Introduction
============

Normally, Postfix receives mail, stores it in the mail queue and
then delivers it. With the external content filter described here,
mail is filtered AFTER it is queued. This gives you maximal control
over how many filtering processes you are willing to run in parallel.

This is not to be confused with the approach that is described in
the SMTPD_PROXY_README document, where SMTP mail is filtered BEFORE
it is queued.

An external content filter receives unfiltered mail from Postfix
(as described further below) and does one of the following:

1 - Re-inject the mail back into Postfix, perhaps after changing
    content.

2 - Reject the mail (by sending a suitable status code back to
    Postfix). Postfix will return the mail to the sender.

3 - Send the mail somewhere else.

This document describes two approaches to content filtering: simple
and advanced. Both approaches filter all the mail by default.

At the end are examples that show 1) how to filter only mail from
remote users, 2) how to use different filters for different
domains that you provide MX service for, and 3) how to set up
selective filtering on the basis of message envelope and/or
header/body patterns.

Simple content filtering example
================================

The first example is simple to set up.  A shell script receives
unfiltered mail from the Postfix pipe delivery agent, and feeds
filtered mail back into the Postfix sendmail command.

This means that mail submitted via the Postfix sendmail command
cannot be content filtered.

                  ..................................
                  :            Postfix             :
Unfiltered mail----->smtpd \                /local---->Filtered mail
                  :         -cleanup->queue-       :
               ---->pickup /                \smtp----->Filtered mail
               ^  :                        |       :
               |  :                         \pipe-----+
               |  ..................................  |
               |                                      |
               |                                      |
               +-Postfix sendmail<----filter script<--+

In this example, mail is filtered by a /some/where/filter program.
This can be a simple shell script like this:

    #!/bin/sh

    # Localize these.
    INSPECT_DIR=/var/spool/filter
    SENDMAIL="/usr/sbin/sendmail -i"

    # Exit codes from <sysexits.h>
    EX_TEMPFAIL=75
    EX_UNAVAILABLE=69

    # Clean up when done or when aborting.
    trap "rm -f in.$$" 0 1 2 3 15

    # Start processing.
    cd $INSPECT_DIR || { echo $INSPECT_DIR does not exist; exit $EX_TEMPFAIL; }

    cat >in.$$ || { echo Cannot save mail to file; exit $EX_TEMPFAIL; }

    # filter <in.$$ || { echo Message content rejected; exit $EX_UNAVAILABLE; }

    $SENDMAIL "$@" <in.$$

    exit $?

The idea is to first capture the message to file and then run the
content through a third-party content filter program.
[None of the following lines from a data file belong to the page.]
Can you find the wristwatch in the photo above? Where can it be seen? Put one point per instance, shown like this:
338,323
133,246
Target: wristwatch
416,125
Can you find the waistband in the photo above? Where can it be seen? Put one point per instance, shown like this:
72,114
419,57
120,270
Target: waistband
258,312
- If the mail cannot be captured to file, mail delivery is deferred
  by terminating with exit status 75 (EX_TEMPFAIL). Postfix places
  the message in the deferred mail queue and tries again later.

- If the content filter program finds a problem, the mail is bounced
  by terminating with exit status 69 (EX_UNAVAILABLE).  Postfix
  will return the message to the sender as undeliverable.

- If the content is OK, it is given as input to the Postfix sendmail
  command, and the exit status of the filter command is whatever
  exit status the Postfix sendmail command produces. Postfix will
  deliver the message as usual.

I suggest that you run this script by hand until you are satisfied
with the results. Run it with a real message (headers+body) as
input:

    % /some/where/filter -f sender recipient... <message-file

Once you're satisfied with the content filtering script:

1 - Create a dedicated local user account called "filter".  This
    user handles all potentially dangerous mail content - that is
    why it should be a separate account. Do not use "nobody", and
    most certainly do not use "root" or "postfix".  The "filter"
    user will never log in, and can be given a "*" password and
    non-existent shell and home directory.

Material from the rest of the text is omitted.